Pensavo che l'intero scopo del Web3 fosse semplice: rendere tutto visibile, e la fiducia si occuperà di se stessa.
Sembra giusto. Se tutti i dati sono pubblici, allora nessuno può davvero imbrogliare il sistema... o almeno così era l'assunzione.
Ma col passare del tempo, quell'idea ha cominciato a sembrarmi un po' naive.
Non sbagliato, solo... incompleto.
Il problema è che la visibilità non crea automaticamente comprensione. E sicuramente non garantisce fiducia.
A volte crea solo più superficie — più dati, più interpretazioni, più possibilità di fraintendere ciò che sta realmente accadendo.
Mi sono trovato a guardare l'attività on-chain prima e rendermi conto che, anche se tutto è “trasparente”, non sembra ancora chiaro.
Quindi ho iniziato a mettere in discussione il presupposto:
Cosa succede se vedere tutto non è la stessa cosa che conoscere qualcosa?
È lì che l'approccio di Midnight Network ha iniziato a colpirmi.
Non sembra ossessionato dal rendere le cose visibili. Invece, si orienta verso qualcosa di più silenzioso — rendere le cose verificabili.
A prima vista, sembra una distinzione tecnica. Ma più ci penso, più sembra essere una questione filosofica.
Non si tratta di chiedere agli utenti di ispezionare i dati grezzi. Si tratta di chiedere:
Possiamo provare ciò che conta, senza esporre tutto dietro di esso?
Quando lo inquadri in quel modo, molto del design attuale di Web3 inizia a sembrare un po' estremo.
Da un lato, hai piena trasparenza — che è ottima per l'auditabilità, ma non così buona per la privacy. Dall'altro lato, hai sistemi che nascondono tutto, che proteggono gli utenti ma introducono dubbi.
Nessuno dei due lati sembra davvero completo.
La mezzanotte sembra cercare di uscire completamente da quel compromesso.
Non compromettendo tra i due, ma cambiando le regole del gioco.
Invece di esporre i dati, si concentra sul provare i risultati.
Quindi, piuttosto che mostrare perché qualcosa è valido in tutti i dettagli, conferma che è valido — e lo fa in un modo che altri possono verificare indipendentemente.
All'inizio non lo apprezzavo completamente.
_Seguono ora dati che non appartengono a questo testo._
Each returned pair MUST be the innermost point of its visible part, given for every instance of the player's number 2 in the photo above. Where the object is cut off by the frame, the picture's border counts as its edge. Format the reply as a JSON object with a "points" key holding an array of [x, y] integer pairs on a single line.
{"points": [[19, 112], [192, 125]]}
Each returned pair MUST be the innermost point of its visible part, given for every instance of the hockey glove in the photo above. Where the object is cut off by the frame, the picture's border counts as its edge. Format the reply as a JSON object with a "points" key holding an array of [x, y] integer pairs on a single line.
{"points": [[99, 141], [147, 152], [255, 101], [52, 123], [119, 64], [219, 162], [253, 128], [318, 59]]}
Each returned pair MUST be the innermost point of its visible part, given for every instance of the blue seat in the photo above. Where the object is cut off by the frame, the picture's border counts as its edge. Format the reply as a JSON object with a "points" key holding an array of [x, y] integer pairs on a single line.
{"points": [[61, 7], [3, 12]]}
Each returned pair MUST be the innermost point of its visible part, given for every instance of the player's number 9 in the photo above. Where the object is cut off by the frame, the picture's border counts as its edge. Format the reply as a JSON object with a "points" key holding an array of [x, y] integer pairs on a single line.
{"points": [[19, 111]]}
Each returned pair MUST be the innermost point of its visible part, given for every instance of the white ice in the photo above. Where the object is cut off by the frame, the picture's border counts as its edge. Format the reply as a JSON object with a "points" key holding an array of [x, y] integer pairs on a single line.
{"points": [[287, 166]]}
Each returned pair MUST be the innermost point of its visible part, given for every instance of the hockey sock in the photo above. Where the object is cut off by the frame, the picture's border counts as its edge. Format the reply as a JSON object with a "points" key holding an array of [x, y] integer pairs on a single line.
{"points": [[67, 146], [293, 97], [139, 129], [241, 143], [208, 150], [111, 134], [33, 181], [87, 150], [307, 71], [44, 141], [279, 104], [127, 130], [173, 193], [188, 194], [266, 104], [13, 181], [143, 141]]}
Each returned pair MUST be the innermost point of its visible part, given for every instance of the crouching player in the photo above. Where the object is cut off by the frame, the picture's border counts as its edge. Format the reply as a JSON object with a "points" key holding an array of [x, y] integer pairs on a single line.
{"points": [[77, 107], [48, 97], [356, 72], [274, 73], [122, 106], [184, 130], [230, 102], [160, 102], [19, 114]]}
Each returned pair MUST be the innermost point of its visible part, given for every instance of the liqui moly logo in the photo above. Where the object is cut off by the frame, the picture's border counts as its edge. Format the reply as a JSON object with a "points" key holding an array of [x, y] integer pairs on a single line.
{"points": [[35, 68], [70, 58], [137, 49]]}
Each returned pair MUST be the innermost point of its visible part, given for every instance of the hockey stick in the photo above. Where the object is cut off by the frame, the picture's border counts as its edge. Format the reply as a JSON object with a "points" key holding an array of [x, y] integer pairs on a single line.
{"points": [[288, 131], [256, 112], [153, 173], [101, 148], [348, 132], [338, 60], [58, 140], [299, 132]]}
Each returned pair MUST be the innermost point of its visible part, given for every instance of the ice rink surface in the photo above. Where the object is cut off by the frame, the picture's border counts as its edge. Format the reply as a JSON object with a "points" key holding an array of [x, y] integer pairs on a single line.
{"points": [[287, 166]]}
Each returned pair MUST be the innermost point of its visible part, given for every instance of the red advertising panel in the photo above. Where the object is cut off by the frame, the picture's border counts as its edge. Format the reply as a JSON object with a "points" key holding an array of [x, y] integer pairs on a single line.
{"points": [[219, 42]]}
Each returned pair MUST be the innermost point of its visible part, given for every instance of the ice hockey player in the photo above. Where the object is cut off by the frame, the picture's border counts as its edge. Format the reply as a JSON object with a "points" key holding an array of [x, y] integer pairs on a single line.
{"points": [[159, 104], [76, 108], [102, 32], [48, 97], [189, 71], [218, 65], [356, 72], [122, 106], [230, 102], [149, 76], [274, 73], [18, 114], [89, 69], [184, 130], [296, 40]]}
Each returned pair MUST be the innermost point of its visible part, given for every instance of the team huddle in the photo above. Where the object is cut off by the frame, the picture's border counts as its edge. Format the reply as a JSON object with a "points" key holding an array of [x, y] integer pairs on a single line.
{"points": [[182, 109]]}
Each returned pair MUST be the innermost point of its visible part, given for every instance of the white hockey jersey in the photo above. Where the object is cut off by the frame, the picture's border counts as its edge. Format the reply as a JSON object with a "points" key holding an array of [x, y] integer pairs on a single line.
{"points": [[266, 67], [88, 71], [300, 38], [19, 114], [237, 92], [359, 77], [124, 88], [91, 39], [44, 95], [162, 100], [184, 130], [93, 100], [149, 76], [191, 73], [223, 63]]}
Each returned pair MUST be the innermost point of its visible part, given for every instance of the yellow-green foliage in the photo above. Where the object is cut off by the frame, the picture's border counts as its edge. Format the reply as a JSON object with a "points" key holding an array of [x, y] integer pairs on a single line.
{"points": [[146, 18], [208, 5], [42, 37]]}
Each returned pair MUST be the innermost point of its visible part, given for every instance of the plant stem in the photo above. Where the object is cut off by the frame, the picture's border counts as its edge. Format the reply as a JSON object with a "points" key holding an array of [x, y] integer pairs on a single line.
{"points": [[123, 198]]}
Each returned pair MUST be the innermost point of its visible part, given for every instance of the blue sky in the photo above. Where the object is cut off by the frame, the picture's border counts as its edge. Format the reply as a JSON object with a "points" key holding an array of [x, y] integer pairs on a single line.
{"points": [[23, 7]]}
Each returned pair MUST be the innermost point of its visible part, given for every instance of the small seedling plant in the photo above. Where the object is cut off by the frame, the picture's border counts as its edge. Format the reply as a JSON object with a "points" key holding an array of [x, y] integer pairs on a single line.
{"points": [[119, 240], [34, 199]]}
Sembrava astratto.
Ma poi ho pensato a come le persone si comportano realmente online.
La maggior parte di noi non vuole rivelare tutto solo per partecipare a un sistema. Allo stesso tempo, non vogliamo nemmeno fare affidamento su una fiducia cieca.
Vogliamo qualcosa nel mezzo — un modo per essere fidati senza essere completamente esposti.
È un requisito molto umano, ed è sorprendentemente difficile da progettare.
Ciò che è interessante è che questo approccio cambia da dove proviene la fiducia.
Nei sistemi tradizionali, ti fidi delle istituzioni.
Nella prima crypto, ti fidi della trasparenza.
Qui, ti fidi della validità delle prove.
Quel cambiamento è sottile, ma è importante.
Perché riduce la necessità di osservare costantemente e invece ti consente di fare affidamento su qualcosa che è già stato dimostrato.
C'è anche una sorta di silenzio in questo modello che non mi aspettavo.
Non cerca di impressionare con la visibilità. Non ti sommerge di dati. Ti dà solo sicurezza dove è necessario.
Meno esposizione, ma più chiarezza.
E in uno spazio che spesso equipara l'apertura con il progresso, questo sembra una direzione molto diversa.
Certo, non è privo delle proprie domande.
Se i sistemi diventano più dipendenti da ciò che viene provato, chi decide cosa ha bisogno di prova in primo luogo?
E se la divulgazione diventa selettiva, dove tracci la linea tra controllo e limitazione?
Non penso che questi siano ancora risolti. Ma credo che facciano parte dell'evoluzione.
Più ci rifletto, più “verificabile, non visibile” smette di sembrare una caratteristica e inizia a sembrare un cambiamento di mentalità.
Forse Web3 non ha bisogno di mostrare tutto per guadagnare fiducia.
Forse ha solo bisogno di provare le parti che contano davvero.
E forse questa è la scommessa @MidnightNetwork che si sta facendo — non che la visibilità sia sbagliata, ma che non è mai stata la risposta finale fin dall'inizio.